Some of those Fletcher scale eggs will have “legs” (crawlers) (click here for video) and will be looking for tender new growth to feed on.
Several insecticides are registered for management of Fletcher scale crawlers in the nursery (acephate, carbaryl, dimethoate, hort oil, insecticidal soap). Try insecticidal soap in the landscape. Careful, the summer rate of horticultural oil may be phytotoxic on some hosts, especially when temperatures are hot and humid > 26C.
Two-spotted spider mites (TSSM) are starting to show up on several deciduous and herbaceous plants, especially in container production. Use your hand lens to see tiny, clear bodied mites with dark regions (may be faint black) on their backs.

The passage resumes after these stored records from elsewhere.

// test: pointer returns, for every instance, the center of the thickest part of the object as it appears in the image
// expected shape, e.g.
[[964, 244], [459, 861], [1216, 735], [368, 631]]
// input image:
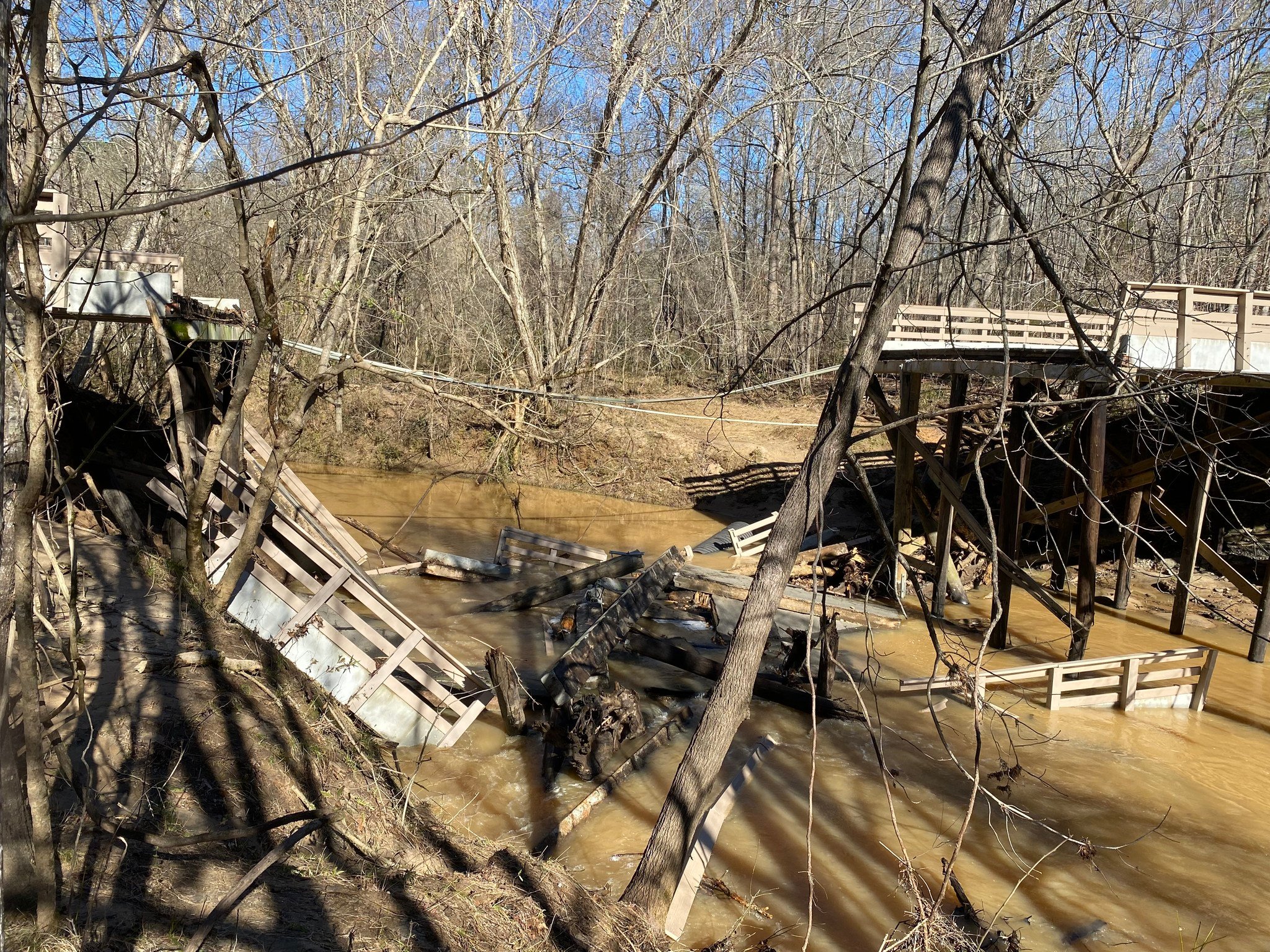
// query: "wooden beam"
[[1009, 527], [588, 655], [705, 839], [1191, 544], [944, 519], [566, 584], [1128, 549], [1091, 519], [695, 578], [653, 739], [902, 517], [1207, 552], [953, 489]]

Two spotted spider mites are small but the damage is significant so catch them early on crops of historical mite significance. Miticides registered for this mite in the greenhouse include: DynoMite, Vendex, Kanemite, Floramite, Avid and Nealta. Apollo is registered in outdoor nursery crops to knock down the egg stage and newly hatched nymphs. In the greenhouse, biocontrol agents should be brought in to coincide with the first sign of TSSM. Phytoseiulus persimilis is a predatory mite that feeds on TSSM when temperatures are below 26oC and it is a good choice when TSSM populations are low-moderate. Amblyseius californicus is a predatory mite that can be brought in ahead of TSSM appearance (because it can find other sources of food).
Monitor for nymphs and adults of maple spider mite on red and silver maples with a history of mite damage. Maple spider mite nymphs and adults are brown with black backs and found on the undersides of foliage this time of year. Populations are usually only minimally damaging on foliage. Miticides may be required where pest pressure is heavy (container grown trees with overhead irrigation). Miticides inclue Vendex, Floramite and Kanemite.
Seeing Frogs in the Landscape & Forest?
Spring Peepers are commonly encountered, one of our smallest frogs it sure has a HUGE VOICE to make up for it. Their spring peeping is one of our first signs on spring in southern Ontario.